The limits of observability in our Universe are actually set by cosmological horizons, of which the "observable Universe" is just one type. These depend on not only whether can we detect the thing from Earth, but also on when was the signal produced?

There are various types of cosmic horizons:

The particle horizon sets a limit on the distance that can be seen due to the finite age of the universe - this is likely what you meant by "observable Universe." That is, the particle horizon represents the largest comoving distance from which light could have reached the observer by a specific time. Due to the expansion of the space of the Universe, this is not the age of the universe times the speed of light, as in the Hubble horizon (see below), but rather the speed of light multiplied by the conformal time.

The Hubble horizon is a theoretical horizon defining the boundary between particles that are moving slower or faster than the speed of light relative to an observer at a given time. This does not mean the particle is unobservable, since the light from the past is able to reach the observer. In the current models of the expanding Universe, light emitted from the Hubble horizon would reach us in finite time. (these details depend on the sign of the Hubble parameter).

The cosmic event horizon is the largest comoving distance from which light emitted now can reach an observer in the future. The current distance to our cosmic event horizon is about 16 billion light-years, which is within the "observable" sphere given by the particle horizon.

There are also "practical horizons" such as the surface of last scattering for photons (ie. recombination, origin of the cosmic microwave background), and suspected surfaces of last scattering for early universe neutrinos and gravitational waves.

Lastly, depending on the expansion of the Universe and whether we continues expanding forever, there could be a "future horizon," which sets a limit on the farthest distance that can possibly be measured in units of today's proper distance.

Keep in mind that this terminology is not always used rigidly and consistently, for example:

"Sometimes astrophysicists distinguish between the visible universe, which includes only signals emitted since recombination (when hydrogen atoms were formed from protons and electrons and photons were emitted)—and the observable universe, which includes signals since the beginning of the cosmological expansion (the Big Bang in traditional physical cosmology, the end of the inflationary epoch in modern cosmology)."

is it really "nonsense to even talk about" objects currently outside the observable universe but may become visible in the future not having any gravitational influence on us because gravity travels at the speed of light, or is this a useful concept even if perhaps an inexact expression when GR is embraced?

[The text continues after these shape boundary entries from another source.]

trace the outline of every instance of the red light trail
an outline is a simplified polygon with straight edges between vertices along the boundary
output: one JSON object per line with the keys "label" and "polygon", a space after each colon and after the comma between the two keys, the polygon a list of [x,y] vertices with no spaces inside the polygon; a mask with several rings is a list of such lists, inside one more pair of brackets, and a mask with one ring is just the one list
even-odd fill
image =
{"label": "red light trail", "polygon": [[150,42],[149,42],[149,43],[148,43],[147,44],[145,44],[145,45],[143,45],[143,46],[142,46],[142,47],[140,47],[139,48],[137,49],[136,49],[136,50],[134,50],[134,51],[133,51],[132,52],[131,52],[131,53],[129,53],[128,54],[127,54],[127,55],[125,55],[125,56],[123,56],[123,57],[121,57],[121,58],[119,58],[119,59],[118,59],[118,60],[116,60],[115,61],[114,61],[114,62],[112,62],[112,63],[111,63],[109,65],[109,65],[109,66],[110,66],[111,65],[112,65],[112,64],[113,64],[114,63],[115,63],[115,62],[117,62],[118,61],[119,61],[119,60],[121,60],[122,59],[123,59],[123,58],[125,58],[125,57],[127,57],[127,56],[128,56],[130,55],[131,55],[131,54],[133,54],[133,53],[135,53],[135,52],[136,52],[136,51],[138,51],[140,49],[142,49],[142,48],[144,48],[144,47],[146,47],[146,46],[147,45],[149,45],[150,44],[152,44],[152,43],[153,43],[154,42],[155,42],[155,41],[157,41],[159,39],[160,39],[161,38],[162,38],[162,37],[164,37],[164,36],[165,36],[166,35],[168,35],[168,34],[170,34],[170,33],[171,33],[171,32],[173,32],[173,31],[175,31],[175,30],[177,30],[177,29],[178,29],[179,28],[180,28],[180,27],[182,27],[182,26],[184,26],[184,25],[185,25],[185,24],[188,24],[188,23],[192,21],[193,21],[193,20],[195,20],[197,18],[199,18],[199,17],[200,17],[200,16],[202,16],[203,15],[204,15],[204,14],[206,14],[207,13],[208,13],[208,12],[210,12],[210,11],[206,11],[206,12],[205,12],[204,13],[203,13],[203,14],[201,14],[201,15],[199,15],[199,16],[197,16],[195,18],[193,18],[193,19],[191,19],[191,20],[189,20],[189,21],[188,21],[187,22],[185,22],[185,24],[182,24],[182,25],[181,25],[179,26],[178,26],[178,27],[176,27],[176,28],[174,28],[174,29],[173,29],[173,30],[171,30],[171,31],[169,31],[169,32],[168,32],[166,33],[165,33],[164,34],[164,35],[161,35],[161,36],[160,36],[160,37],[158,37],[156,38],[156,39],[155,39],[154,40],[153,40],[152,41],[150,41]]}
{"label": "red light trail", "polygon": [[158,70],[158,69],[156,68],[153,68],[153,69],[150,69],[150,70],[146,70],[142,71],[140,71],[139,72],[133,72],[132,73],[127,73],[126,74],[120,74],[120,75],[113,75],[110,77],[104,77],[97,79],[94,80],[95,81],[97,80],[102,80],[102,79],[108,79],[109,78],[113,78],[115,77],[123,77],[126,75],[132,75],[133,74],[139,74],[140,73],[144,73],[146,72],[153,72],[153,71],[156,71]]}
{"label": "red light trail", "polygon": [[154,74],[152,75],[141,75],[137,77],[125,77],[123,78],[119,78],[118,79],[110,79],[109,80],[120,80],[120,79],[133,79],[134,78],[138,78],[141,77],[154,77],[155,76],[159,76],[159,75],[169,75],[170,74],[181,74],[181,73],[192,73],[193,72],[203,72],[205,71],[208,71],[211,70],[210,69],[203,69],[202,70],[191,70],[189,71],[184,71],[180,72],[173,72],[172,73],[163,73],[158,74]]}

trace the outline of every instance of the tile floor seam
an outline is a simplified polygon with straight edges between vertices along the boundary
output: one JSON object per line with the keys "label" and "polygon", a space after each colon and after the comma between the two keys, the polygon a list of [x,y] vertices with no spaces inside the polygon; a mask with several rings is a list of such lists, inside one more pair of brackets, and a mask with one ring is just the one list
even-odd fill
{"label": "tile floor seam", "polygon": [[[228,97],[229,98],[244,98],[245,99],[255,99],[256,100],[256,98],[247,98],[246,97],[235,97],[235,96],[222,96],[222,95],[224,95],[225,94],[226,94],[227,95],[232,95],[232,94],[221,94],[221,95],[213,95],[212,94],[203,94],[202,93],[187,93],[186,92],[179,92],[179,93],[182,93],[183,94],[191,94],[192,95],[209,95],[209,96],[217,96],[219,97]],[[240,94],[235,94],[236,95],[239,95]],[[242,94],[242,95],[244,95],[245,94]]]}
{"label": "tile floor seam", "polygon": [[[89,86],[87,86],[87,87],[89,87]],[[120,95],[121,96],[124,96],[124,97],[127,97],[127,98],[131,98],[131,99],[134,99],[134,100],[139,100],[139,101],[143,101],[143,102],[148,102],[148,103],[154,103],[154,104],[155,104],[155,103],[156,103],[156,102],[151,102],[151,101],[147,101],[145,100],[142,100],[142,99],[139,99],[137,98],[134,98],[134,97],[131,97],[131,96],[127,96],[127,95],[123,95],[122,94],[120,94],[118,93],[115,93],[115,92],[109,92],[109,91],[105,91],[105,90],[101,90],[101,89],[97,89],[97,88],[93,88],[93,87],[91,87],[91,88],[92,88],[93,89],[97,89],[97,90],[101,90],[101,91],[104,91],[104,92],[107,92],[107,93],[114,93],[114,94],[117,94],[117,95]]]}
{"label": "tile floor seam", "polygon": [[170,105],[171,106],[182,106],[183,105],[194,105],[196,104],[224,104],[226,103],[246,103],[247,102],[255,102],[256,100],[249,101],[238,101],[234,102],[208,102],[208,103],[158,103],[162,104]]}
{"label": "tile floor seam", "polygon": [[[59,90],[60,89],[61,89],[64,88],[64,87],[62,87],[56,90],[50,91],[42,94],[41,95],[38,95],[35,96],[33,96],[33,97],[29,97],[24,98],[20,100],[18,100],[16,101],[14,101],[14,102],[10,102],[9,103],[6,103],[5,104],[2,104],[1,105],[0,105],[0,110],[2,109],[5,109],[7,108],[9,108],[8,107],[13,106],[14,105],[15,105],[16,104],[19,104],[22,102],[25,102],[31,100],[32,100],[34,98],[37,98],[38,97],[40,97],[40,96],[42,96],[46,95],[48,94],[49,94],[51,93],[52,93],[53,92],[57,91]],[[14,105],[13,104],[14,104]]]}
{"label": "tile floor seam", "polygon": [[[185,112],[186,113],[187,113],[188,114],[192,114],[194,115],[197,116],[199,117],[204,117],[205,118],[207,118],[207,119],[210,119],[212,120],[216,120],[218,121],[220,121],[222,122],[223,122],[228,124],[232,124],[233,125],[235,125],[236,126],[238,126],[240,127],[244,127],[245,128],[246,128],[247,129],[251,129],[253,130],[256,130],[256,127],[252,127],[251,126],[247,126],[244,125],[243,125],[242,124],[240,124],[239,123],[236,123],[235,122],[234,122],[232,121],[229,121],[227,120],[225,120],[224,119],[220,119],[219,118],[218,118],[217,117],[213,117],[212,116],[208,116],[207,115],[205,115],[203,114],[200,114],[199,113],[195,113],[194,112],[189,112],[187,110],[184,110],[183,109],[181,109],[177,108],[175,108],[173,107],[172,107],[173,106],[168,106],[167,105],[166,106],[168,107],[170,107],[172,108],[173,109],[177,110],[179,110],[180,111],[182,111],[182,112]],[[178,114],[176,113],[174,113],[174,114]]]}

I hope with the definitions above, it is clearly NOT nonsense and clearly depends on what we mean by "observable Universe." Even taking the simplest example of the particle horizon, the Copernican principle implies that every point in the Universe has its own particle horizon, which implies that the objects near the edge of our particle horizon could be effected by objects beyond that edge. We would indirectly observe those effects. One can imagine more complicated scenarios, but I think this makes the point.